The third issue, “using unpaid interns to take a job that an unemployed worker could fill,” is the silliest of them all. What possible change could we make to the intern’s terms of employment that would not take a job that an unemployed worker could fill? Even if the company paid their interns 10 million dollars per hour, the other guy would still be out of a job. And if we give the intern’s job to the other guy, doesn’t that leave the intern unemployed?

If the internship has no real educational value and consists of medial tasks, it’s unfair to the intern for that reason too.

If the internship has no real educational value and consists of menial tasks, don’t you think the intern would quit? I’m sure people wanted these internships because they expected to get something out of them.

The fact that someone agrees to be mistreated doesn’t relieve a person or an organization from the ethical obligation not to mistreat them. Just because you know you can get someone to work for unfair compensation doesn’t make the compensation fair.

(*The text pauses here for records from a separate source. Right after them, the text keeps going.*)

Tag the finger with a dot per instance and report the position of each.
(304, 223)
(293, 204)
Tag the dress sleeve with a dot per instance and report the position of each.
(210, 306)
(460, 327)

I’m not sure why you need a concept of “fair” beyond the fact that people are willing to work for it. To put it another way, if the people who accept the compensation think it’s fair enough for them, who are we to question their judgement?

Auctioning off the exploitive internship to the highest bidder just compounds the unfairness. The interns are now being chosen according to financial means rather than merit. Whether or not the money goes to charity, this is ethically indistinguishable from a bribe or a kickback.  “Okay: we have ten good candidates for this internship. Who’s willing to pay the most for it? Cash only!” This method of choosing interns would be unethical for paid internships.

What makes bribes unethical is that the person receiving the bribe is dishonoring a duty. A facilities manager who picks a roofing contractor because he got a kickback is betraying the interests of his employer in finding a good roofer, and a building inspector who overlooks faulty wiring because of a bribe is betraying the city that pays him to keep buildings safe. In the case of the auctioned internships, no one is being betrayed. A professional ethicist should be able to spot a distinction like this.

I imagine that spending time at a major media organization or hanging out with captains of industry is a pretty educational experience. I’m sure plenty of people are willing to pay for those experiences. If there’s an ethics issue here, it’s not that people paid for internships, it’s whether or not they got good value for their money…which is the same question we have about any purchase.